OF COURSE, I would vote!
It was a given!
I’d make it happen,
This was long before
I had any idea whose names
would be on the ballot.
But… I’m not voting.
I didn’t cast a ballot online,
didn’t go to early voting,
and I’m not standing in line today
in order to do my civic duty.
Now, before you either
congratulate me for not
succumbing to the messiness
of the insults, innuendos,
threats and accusations
of this election cycle,
lecture me for my
irresponsibility – even recklessness to
be uninvolved in this
let me calm your fears,
interrupt your assumptions, and
help you with your rising blood pressure.
Here’s the thing: I CAN’T VOTE!
If I tried, I’d be one of those
dastardly individuals who is
allegedly pretending to be someone
she is not!
Believe me: I had every intention of voting.
I moved forward in plenty of time – years, in fact –
to ensure that I would add “Citizen of the United States of America”
to my already beloved designation of “Citizen of Canada”.

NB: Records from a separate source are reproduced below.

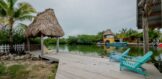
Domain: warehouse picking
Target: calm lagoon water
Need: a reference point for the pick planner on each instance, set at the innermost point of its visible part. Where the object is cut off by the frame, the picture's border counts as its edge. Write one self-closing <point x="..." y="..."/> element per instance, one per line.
<point x="103" y="51"/>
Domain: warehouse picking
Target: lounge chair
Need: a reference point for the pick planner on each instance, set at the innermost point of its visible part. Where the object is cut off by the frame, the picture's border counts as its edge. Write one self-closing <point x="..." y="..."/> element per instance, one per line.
<point x="117" y="56"/>
<point x="136" y="65"/>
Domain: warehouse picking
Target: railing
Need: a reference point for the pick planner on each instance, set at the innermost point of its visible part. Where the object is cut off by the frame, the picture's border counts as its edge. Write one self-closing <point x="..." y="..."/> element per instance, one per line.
<point x="17" y="47"/>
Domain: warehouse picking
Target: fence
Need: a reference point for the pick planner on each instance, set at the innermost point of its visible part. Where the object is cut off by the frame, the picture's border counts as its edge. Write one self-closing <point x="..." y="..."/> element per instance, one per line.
<point x="17" y="47"/>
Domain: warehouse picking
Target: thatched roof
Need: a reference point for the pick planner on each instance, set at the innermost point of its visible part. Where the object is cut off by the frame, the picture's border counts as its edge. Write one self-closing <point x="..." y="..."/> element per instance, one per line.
<point x="107" y="32"/>
<point x="45" y="23"/>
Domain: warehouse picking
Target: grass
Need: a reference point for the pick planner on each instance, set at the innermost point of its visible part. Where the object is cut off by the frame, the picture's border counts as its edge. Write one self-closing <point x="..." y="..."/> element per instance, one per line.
<point x="27" y="70"/>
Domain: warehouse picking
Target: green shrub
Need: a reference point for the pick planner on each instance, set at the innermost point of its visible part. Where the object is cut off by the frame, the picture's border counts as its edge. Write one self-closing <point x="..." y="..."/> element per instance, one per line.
<point x="17" y="71"/>
<point x="2" y="69"/>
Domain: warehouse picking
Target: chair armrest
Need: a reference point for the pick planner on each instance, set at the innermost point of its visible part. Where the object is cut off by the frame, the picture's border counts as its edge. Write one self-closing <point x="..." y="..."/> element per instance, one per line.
<point x="130" y="58"/>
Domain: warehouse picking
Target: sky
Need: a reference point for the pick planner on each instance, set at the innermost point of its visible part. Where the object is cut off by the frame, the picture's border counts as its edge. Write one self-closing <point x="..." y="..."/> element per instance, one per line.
<point x="90" y="16"/>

But one barrier after another –
a collection of delays, a non-responsive elected official,
(he couldn’t know which way I leaned politically, could he?!),
as well as unforeseen circumstances left me without…
…a US passport.
I’m sad about that.
Not sad because I think MY vote would have
made the ultimate difference,
but sad, because the reason
I’m denied a vote is clear!
I’m not a citizen.
I weep for those who ARE citizens, but,
for whatever reason, will be unable to vote
this election cycle.
My inability to vote, however, doesn’t
change everything for me,
as it may for those whose voices
My inability to vote doesn’t absolve
me from participating in this nation –
one I’ve been honored to call home for decades.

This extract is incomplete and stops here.